Wednesday, April 4, 2007

Don't Focus on the Rocks

Have you ever noticed that the things you spend the most time and energy on avoiding are the very things that trip you up the hardest? I think it’s a common trap that is excruciatingly difficult to see when you are inside it. The fear feeds on itself and you can be caught in a vicious cycle of making your problems real through the very act of fearing and avoiding them.

I learned this pattern of behavior when I learned how to whitewater kayak. As a beginner kayaker I was presented with a large assortment of obstacles in the form of rocks, currents, and eddies. I didn’t have enough experience to turn these individual pieces into a pattern that I could paddled through unscathed. There was no flow. Instead I had to deal with each obstacle only to be quickly presented with the next one in turn. I kept running into rocks, hitting currents wrong and, in general, doing exactly the opposite of what I should be doing if I wanted to stay in my boat, dry, and uninjured. The harder I tried the worse it got. After a lot of hard knocks, and some good advice from more experienced boaters, I learned a secret to success. Instead of focusing on the obstacles, focus on the space between. The river is more powerful than you are, go with the flow, focus on the areas that will provide safe passage, and stop focusing on the rocks! Amazingly, all it took to become a decent kayaker was a willingness to relax, trust the water, and stop focusing so hard on all the parts of the river I didn’t want to go.

Wow, talk about a revelation. Once I recognized the pattern I started seeing it everywhere. First in mountain biking and skiing – don’t focus on the trees! Then in life in general: relationships, career, family, flying, public speaking. Almost every area of my life was affected. I stopped worrying so much about risks and problems and instead I focused on positive outcomes.

I’ve started to build an innate feel for when I’m in the flow. Sometimes life feels easy and I can tell I’m in the flow. Other times life is hard and it feels like my struggles are just making it worse – I’m out of the flow. Just like on a river, the difference between easy sailing and a rocky struggle can be a couple of small decisions that place you in the right current. In life, just as in kayaking, it is critical to see the larger patterns and know what small moves will have a large positive impact. When I can’t figure that out I am consigned to struggling with each crisis one at a time, only to have the next one rear its ugly head.

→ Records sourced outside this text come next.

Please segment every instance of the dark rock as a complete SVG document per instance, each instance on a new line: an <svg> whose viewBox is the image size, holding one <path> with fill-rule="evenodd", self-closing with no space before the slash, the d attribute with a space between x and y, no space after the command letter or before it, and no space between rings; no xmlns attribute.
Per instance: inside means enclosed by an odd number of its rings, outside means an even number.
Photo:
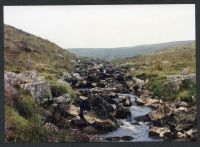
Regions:
<svg viewBox="0 0 200 147"><path fill-rule="evenodd" d="M115 118L121 118L121 119L127 118L130 115L131 115L130 110L120 105L117 106L116 112L114 114Z"/></svg>
<svg viewBox="0 0 200 147"><path fill-rule="evenodd" d="M123 137L121 137L121 140L123 140L123 141L131 141L131 140L133 140L134 138L133 137L131 137L131 136L123 136Z"/></svg>

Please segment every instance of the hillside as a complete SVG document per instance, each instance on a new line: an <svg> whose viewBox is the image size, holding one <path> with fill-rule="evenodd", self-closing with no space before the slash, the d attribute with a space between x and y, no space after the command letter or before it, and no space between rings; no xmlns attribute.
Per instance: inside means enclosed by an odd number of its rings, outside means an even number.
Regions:
<svg viewBox="0 0 200 147"><path fill-rule="evenodd" d="M48 40L4 25L5 71L36 70L44 76L58 76L71 71L71 57L71 53Z"/></svg>
<svg viewBox="0 0 200 147"><path fill-rule="evenodd" d="M63 73L72 71L72 57L48 40L4 25L6 142L80 141L73 137L75 132L66 133L45 123L49 111L42 101L51 103L52 97L64 94L76 98L70 85L58 81Z"/></svg>
<svg viewBox="0 0 200 147"><path fill-rule="evenodd" d="M147 80L146 88L154 96L167 100L184 99L196 102L196 52L195 43L181 44L143 56L123 59L132 76ZM181 79L192 79L193 82ZM169 87L166 87L169 86ZM174 90L174 89L176 90Z"/></svg>
<svg viewBox="0 0 200 147"><path fill-rule="evenodd" d="M194 41L176 41L160 44L138 45L133 47L119 48L72 48L68 50L79 56L113 60L117 58L121 59L137 55L144 55L165 48L187 45L191 43L194 43Z"/></svg>

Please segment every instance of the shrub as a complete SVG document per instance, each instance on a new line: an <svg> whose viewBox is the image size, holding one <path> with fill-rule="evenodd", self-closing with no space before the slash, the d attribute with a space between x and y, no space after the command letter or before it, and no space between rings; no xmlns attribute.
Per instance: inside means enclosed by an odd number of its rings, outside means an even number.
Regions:
<svg viewBox="0 0 200 147"><path fill-rule="evenodd" d="M58 97L67 93L73 98L73 100L76 100L77 98L75 91L66 82L51 82L50 87L53 97Z"/></svg>
<svg viewBox="0 0 200 147"><path fill-rule="evenodd" d="M16 99L15 108L23 117L35 122L40 121L38 104L29 91L20 90L20 97Z"/></svg>

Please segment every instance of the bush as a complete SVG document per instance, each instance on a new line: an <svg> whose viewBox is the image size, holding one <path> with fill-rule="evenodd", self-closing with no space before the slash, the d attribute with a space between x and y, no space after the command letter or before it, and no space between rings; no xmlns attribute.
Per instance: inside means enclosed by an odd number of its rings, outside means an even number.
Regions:
<svg viewBox="0 0 200 147"><path fill-rule="evenodd" d="M23 117L39 121L38 104L27 90L20 90L20 97L16 99L15 108Z"/></svg>
<svg viewBox="0 0 200 147"><path fill-rule="evenodd" d="M51 82L50 87L53 97L62 96L67 93L73 98L73 100L76 100L77 98L75 91L68 83L60 81Z"/></svg>

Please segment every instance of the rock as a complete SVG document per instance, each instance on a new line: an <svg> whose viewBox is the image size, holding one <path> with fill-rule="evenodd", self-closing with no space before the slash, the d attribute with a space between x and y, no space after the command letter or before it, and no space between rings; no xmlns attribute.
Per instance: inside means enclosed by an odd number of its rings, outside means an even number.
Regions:
<svg viewBox="0 0 200 147"><path fill-rule="evenodd" d="M123 141L131 141L131 140L133 140L134 138L133 137L131 137L131 136L123 136L123 137L121 137L121 140L123 140Z"/></svg>
<svg viewBox="0 0 200 147"><path fill-rule="evenodd" d="M131 115L130 110L120 105L117 106L117 109L114 114L115 118L121 118L121 119L127 118L130 115Z"/></svg>
<svg viewBox="0 0 200 147"><path fill-rule="evenodd" d="M58 132L58 128L55 126L55 125L53 125L52 123L45 123L44 124L44 126L49 130L49 131L51 131L51 132Z"/></svg>
<svg viewBox="0 0 200 147"><path fill-rule="evenodd" d="M196 84L196 74L189 75L170 75L167 77L168 82L165 83L166 87L171 88L174 91L179 91L184 80L191 80Z"/></svg>
<svg viewBox="0 0 200 147"><path fill-rule="evenodd" d="M52 100L50 85L47 81L21 84L20 87L30 91L31 95L39 102L44 103Z"/></svg>
<svg viewBox="0 0 200 147"><path fill-rule="evenodd" d="M120 96L119 103L122 103L124 107L130 107L132 105L130 96Z"/></svg>
<svg viewBox="0 0 200 147"><path fill-rule="evenodd" d="M55 97L55 98L53 98L53 101L56 104L61 104L61 103L70 104L72 102L71 96L69 94L65 94L65 95L62 95L62 96L59 96L59 97Z"/></svg>
<svg viewBox="0 0 200 147"><path fill-rule="evenodd" d="M81 80L81 79L82 79L79 73L74 73L74 74L73 74L73 77L74 77L75 79L77 79L77 80Z"/></svg>
<svg viewBox="0 0 200 147"><path fill-rule="evenodd" d="M137 117L134 117L134 119L137 122L148 122L149 121L148 115L137 116Z"/></svg>
<svg viewBox="0 0 200 147"><path fill-rule="evenodd" d="M18 81L18 76L14 72L5 72L4 74L4 89L13 88Z"/></svg>
<svg viewBox="0 0 200 147"><path fill-rule="evenodd" d="M179 106L179 107L188 107L188 103L182 101L182 102L180 102L180 103L178 104L178 106Z"/></svg>
<svg viewBox="0 0 200 147"><path fill-rule="evenodd" d="M190 129L185 134L187 137L191 138L192 140L197 139L197 129Z"/></svg>
<svg viewBox="0 0 200 147"><path fill-rule="evenodd" d="M114 77L118 81L124 81L124 75L122 75L121 73L115 74Z"/></svg>
<svg viewBox="0 0 200 147"><path fill-rule="evenodd" d="M37 77L36 71L28 71L19 74L7 72L4 74L5 89L19 85L19 88L30 91L33 98L39 103L52 100L52 94L48 81L44 77Z"/></svg>
<svg viewBox="0 0 200 147"><path fill-rule="evenodd" d="M149 136L151 137L161 137L161 138L171 138L172 133L170 129L166 127L150 127Z"/></svg>
<svg viewBox="0 0 200 147"><path fill-rule="evenodd" d="M141 99L141 98L139 98L139 97L137 97L136 99L135 99L135 102L137 103L137 105L139 105L139 106L143 106L143 105L145 105L145 100L144 99Z"/></svg>
<svg viewBox="0 0 200 147"><path fill-rule="evenodd" d="M137 97L136 98L136 103L139 106L147 106L151 108L158 108L160 106L160 100L158 99L152 99L152 98L144 98L143 96Z"/></svg>
<svg viewBox="0 0 200 147"><path fill-rule="evenodd" d="M117 92L123 92L125 89L123 84L117 84L115 85L115 88Z"/></svg>
<svg viewBox="0 0 200 147"><path fill-rule="evenodd" d="M118 127L116 122L110 119L98 118L94 113L91 112L84 113L83 117L85 118L87 123L89 123L92 127L101 132L113 131Z"/></svg>
<svg viewBox="0 0 200 147"><path fill-rule="evenodd" d="M63 72L62 80L66 82L71 82L72 76L68 72Z"/></svg>
<svg viewBox="0 0 200 147"><path fill-rule="evenodd" d="M108 94L108 96L110 97L110 98L118 98L119 97L119 95L116 93L116 92L110 92L109 94Z"/></svg>
<svg viewBox="0 0 200 147"><path fill-rule="evenodd" d="M79 128L87 126L87 122L85 120L81 119L79 116L76 116L75 118L73 118L71 120L71 124L73 126L76 126L76 127L79 127Z"/></svg>
<svg viewBox="0 0 200 147"><path fill-rule="evenodd" d="M114 142L114 141L119 141L120 137L107 137L105 138L106 141Z"/></svg>
<svg viewBox="0 0 200 147"><path fill-rule="evenodd" d="M81 100L87 100L88 99L88 97L86 97L86 96L79 96L79 98L81 99Z"/></svg>
<svg viewBox="0 0 200 147"><path fill-rule="evenodd" d="M196 108L180 107L176 109L171 118L171 125L177 131L184 131L196 126Z"/></svg>
<svg viewBox="0 0 200 147"><path fill-rule="evenodd" d="M141 91L145 82L138 78L133 78L132 80L126 81L127 87L134 91Z"/></svg>
<svg viewBox="0 0 200 147"><path fill-rule="evenodd" d="M67 113L72 115L72 116L78 116L80 114L80 108L76 107L74 105L70 105L68 110L67 110Z"/></svg>
<svg viewBox="0 0 200 147"><path fill-rule="evenodd" d="M185 133L177 132L176 138L178 138L178 139L186 139L187 136L186 136Z"/></svg>
<svg viewBox="0 0 200 147"><path fill-rule="evenodd" d="M182 75L188 75L190 73L190 69L189 68L184 68L182 71L181 71L181 74Z"/></svg>
<svg viewBox="0 0 200 147"><path fill-rule="evenodd" d="M105 138L106 141L110 141L110 142L115 142L115 141L131 141L133 140L133 137L131 136L116 136L116 137L107 137Z"/></svg>

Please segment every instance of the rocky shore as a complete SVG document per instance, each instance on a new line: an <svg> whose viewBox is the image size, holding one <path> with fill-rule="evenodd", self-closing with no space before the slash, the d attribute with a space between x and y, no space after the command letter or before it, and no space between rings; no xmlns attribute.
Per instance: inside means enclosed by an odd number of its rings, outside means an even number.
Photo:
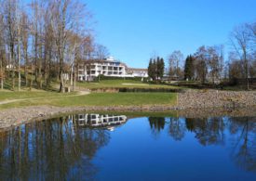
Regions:
<svg viewBox="0 0 256 181"><path fill-rule="evenodd" d="M178 109L250 108L256 106L256 91L188 90L178 95Z"/></svg>
<svg viewBox="0 0 256 181"><path fill-rule="evenodd" d="M179 93L177 105L15 108L0 111L0 129L32 120L44 120L58 114L79 111L176 111L179 116L198 118L209 116L256 116L256 92L192 91Z"/></svg>

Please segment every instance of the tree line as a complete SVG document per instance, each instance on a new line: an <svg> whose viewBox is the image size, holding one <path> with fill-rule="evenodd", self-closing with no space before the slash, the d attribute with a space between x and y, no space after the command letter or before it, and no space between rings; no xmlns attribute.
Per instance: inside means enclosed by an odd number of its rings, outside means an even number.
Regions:
<svg viewBox="0 0 256 181"><path fill-rule="evenodd" d="M1 88L75 88L78 64L102 57L92 16L79 0L0 0Z"/></svg>
<svg viewBox="0 0 256 181"><path fill-rule="evenodd" d="M256 77L256 22L235 27L228 42L228 54L224 54L223 45L202 45L186 58L180 50L173 51L168 58L166 74L173 80L214 84L223 81L235 84L236 80L242 79L249 89L249 79Z"/></svg>

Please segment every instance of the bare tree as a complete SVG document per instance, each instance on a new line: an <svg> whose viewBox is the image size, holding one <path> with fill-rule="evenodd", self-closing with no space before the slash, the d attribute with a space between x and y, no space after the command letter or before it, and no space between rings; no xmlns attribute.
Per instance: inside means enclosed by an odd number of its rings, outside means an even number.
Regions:
<svg viewBox="0 0 256 181"><path fill-rule="evenodd" d="M251 31L246 24L236 27L230 36L234 52L239 57L243 62L243 70L247 81L247 89L249 90L249 58L251 53Z"/></svg>

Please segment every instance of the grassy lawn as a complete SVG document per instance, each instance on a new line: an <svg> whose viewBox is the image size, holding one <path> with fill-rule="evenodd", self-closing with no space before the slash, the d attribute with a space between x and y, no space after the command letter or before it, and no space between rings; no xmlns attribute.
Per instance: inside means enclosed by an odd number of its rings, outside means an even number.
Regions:
<svg viewBox="0 0 256 181"><path fill-rule="evenodd" d="M74 95L75 93L64 94ZM0 91L0 101L22 98L48 97L62 97L63 94L49 91Z"/></svg>
<svg viewBox="0 0 256 181"><path fill-rule="evenodd" d="M104 80L99 83L78 82L77 86L83 88L181 88L166 84L153 84L134 80Z"/></svg>
<svg viewBox="0 0 256 181"><path fill-rule="evenodd" d="M0 105L0 109L38 105L58 107L175 105L176 97L175 93L93 93L77 97L21 100Z"/></svg>

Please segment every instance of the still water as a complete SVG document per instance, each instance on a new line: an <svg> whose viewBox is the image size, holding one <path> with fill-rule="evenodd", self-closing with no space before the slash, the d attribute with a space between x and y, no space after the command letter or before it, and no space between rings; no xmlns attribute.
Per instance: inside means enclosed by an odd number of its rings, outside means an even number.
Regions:
<svg viewBox="0 0 256 181"><path fill-rule="evenodd" d="M256 180L256 117L77 114L0 132L0 180Z"/></svg>

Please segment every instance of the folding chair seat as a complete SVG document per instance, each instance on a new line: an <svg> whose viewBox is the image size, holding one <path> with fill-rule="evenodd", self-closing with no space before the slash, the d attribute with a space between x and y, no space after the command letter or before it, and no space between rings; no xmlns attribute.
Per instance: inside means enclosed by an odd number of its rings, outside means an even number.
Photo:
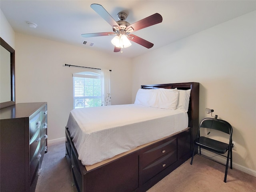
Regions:
<svg viewBox="0 0 256 192"><path fill-rule="evenodd" d="M200 130L203 128L215 130L228 134L229 135L228 143L226 143L205 136L200 136ZM207 135L210 132L210 131ZM227 160L225 165L226 170L224 177L224 182L226 183L226 182L228 162L230 159L230 168L232 169L232 126L228 122L226 121L217 119L216 118L205 118L202 119L200 122L196 138L194 141L194 146L190 164L192 165L193 162L195 151L196 149L197 149L197 146L199 147L199 154L200 155L201 155L201 149L202 148L226 157ZM228 154L226 156L222 154L225 154L227 151L228 151ZM198 153L196 153L196 154ZM205 157L207 157L204 156L203 156ZM210 158L208 158L210 159Z"/></svg>

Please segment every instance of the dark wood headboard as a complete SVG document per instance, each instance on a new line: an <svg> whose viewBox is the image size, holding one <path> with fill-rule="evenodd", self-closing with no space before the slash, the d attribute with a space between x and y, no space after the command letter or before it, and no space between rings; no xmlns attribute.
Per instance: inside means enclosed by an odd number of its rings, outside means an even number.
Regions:
<svg viewBox="0 0 256 192"><path fill-rule="evenodd" d="M142 85L142 89L175 89L187 90L191 89L188 115L188 126L192 128L192 140L195 139L199 123L199 83L170 83Z"/></svg>

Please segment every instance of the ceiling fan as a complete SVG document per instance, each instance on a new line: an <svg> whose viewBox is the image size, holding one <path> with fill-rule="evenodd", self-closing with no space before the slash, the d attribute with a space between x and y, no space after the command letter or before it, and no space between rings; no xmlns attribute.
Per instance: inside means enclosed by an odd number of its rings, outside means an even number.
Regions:
<svg viewBox="0 0 256 192"><path fill-rule="evenodd" d="M128 47L131 44L129 40L138 43L148 48L152 48L154 44L144 39L130 34L146 27L160 23L163 18L160 14L155 13L132 24L125 21L127 15L120 12L117 14L119 20L116 21L103 7L99 4L92 4L91 8L103 18L113 28L113 32L88 33L82 34L83 37L93 37L115 35L111 42L115 46L114 52L122 53L122 48Z"/></svg>

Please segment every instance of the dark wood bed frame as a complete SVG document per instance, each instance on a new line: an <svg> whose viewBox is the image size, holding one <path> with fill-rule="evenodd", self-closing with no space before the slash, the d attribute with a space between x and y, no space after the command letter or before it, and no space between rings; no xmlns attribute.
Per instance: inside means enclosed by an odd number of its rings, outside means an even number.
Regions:
<svg viewBox="0 0 256 192"><path fill-rule="evenodd" d="M188 128L88 171L78 160L66 127L66 157L78 191L144 192L192 156L199 123L199 83L142 85L141 88L191 89Z"/></svg>

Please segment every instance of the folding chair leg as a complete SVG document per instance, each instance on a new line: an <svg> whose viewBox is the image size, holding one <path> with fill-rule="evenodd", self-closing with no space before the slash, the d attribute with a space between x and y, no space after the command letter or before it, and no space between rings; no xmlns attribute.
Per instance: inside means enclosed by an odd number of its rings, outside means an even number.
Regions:
<svg viewBox="0 0 256 192"><path fill-rule="evenodd" d="M232 168L232 148L230 148L230 169L233 169Z"/></svg>
<svg viewBox="0 0 256 192"><path fill-rule="evenodd" d="M224 177L224 182L225 182L225 183L226 183L226 181L227 181L227 175L228 175L228 161L229 160L230 153L230 150L228 150L228 156L227 158L227 164L226 165L226 170L225 171L225 177Z"/></svg>
<svg viewBox="0 0 256 192"><path fill-rule="evenodd" d="M194 154L195 154L195 150L196 149L196 145L194 146L194 150L193 150L193 153L192 154L192 158L191 158L191 161L190 162L190 165L192 164L193 163L193 159L194 158Z"/></svg>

I have some thoughts about what it takes to recognize and stay in the flow but I’ll save that for another post.

3 comments:

Anonymous said...

I have found this true in my life. It goes along with the "Attraction" principle. I attract what I pay the most attention to. Rocks or clear water. : )

Anonymous said...

Me too Sam. Except I like clear water on the rocks! - blessings Sam and Son - chrism

unforgiven said...

Sounds and actually works great; except, what does one do when the flow is leading to somewhere he doesn't want to go?

Often to get anywhere in life, miles beyond where you started, you need to make your own way, often going completely against the flow.

Rocks start to become visible in a very different light then.